Monday, May 25, 2015

Keep Memorial Day Safe & Non-Partisan | National Catholic Reporter

Keep Memorial Day Safe & Non-Partisan | National Catholic Reporter by MSW. MGB: Memorial Day has always been about binding the nation's wounds, which is the phrase Lincoln used at Gettysburg, however once Freemen started the pactice of cleaning Union cemeteries purely to shame those defeated traitors who let them go to seed, the Confederate veterans got really interested in a nostaligia that left them partners in an epic struggle rather than the paid soldiers of the Slave Power.  That myth made Jim Crow possible and forever changed the history of the 20th Century.

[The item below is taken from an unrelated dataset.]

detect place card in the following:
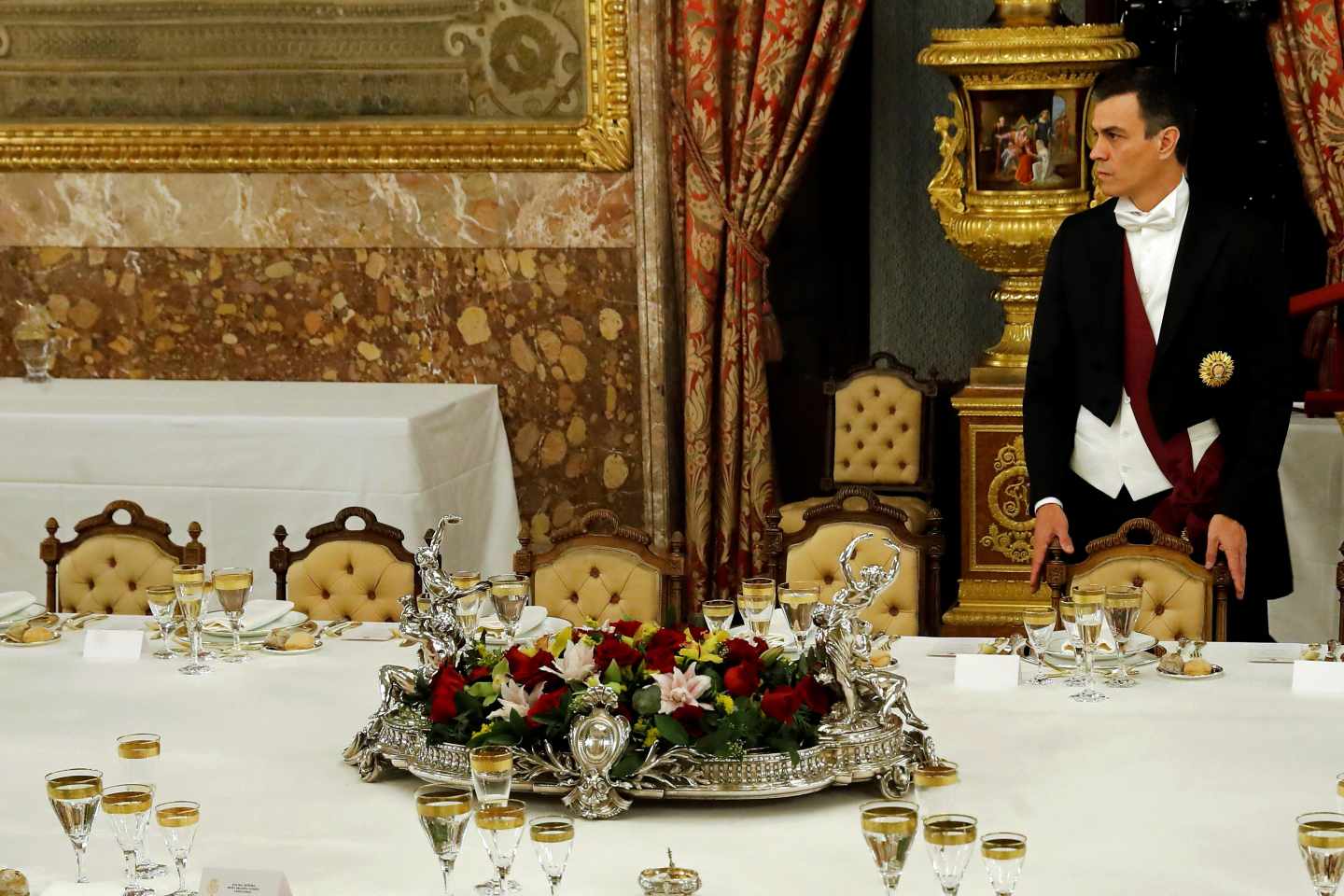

Is for Iraq, Obama's advisors wanted a new status of forces agreement but they also did not want to bow to ending extraterritorial justice for American soldiers an marines. Obama inherited this stalemate from Bush and saw nothing for America in staying. That would have been like Canadian troops intervening after Shiloh and not being able to leave because they were policing the treatment of Freemen.  Now THAT might be a neat alternative history story.  Truth is that Berkowitz who should rename his by-line Real Clear Zionism) and his neoconservative readers, espeicially MSW, want a pressence in Iraq as a bulwark against some mythical Iranian attack on Israel.  They think revenge force keeps Iran from genocide or from stopping the Israeli Aparthied (I have Jewish and Samaritan ancestors, as close as my father, so don't you dare call me anti-semetic). If Israel would bind its wounds with the Arabs and Palestinians, the Iraq and Iran issues would go away.



I wonder when the Baathists were fired from the military and sent to Syria, whether some weapons of mass destruction did not go with them. Both sides got them someplace.  We need to interview some people to find out. I would start with Cheney and find out at least who worked the issues (they can then tell us who knew what when and who was the decison authority.  I like the idea of a civilian control day. Of course, nowadays the military can't really step out that far - unlike during th wars where the generals did not have or need babysitters.  Thing is, the problem is the civilians, specifically the appointees who think they work for the soldiers. That attitude kills any oversight at all. It was one of my pet peeves when I was a civil servant.  Of coure, then you have the elected officials who go over board (you can't fire a Vice President). Iraq and its aftermath would be different if you could.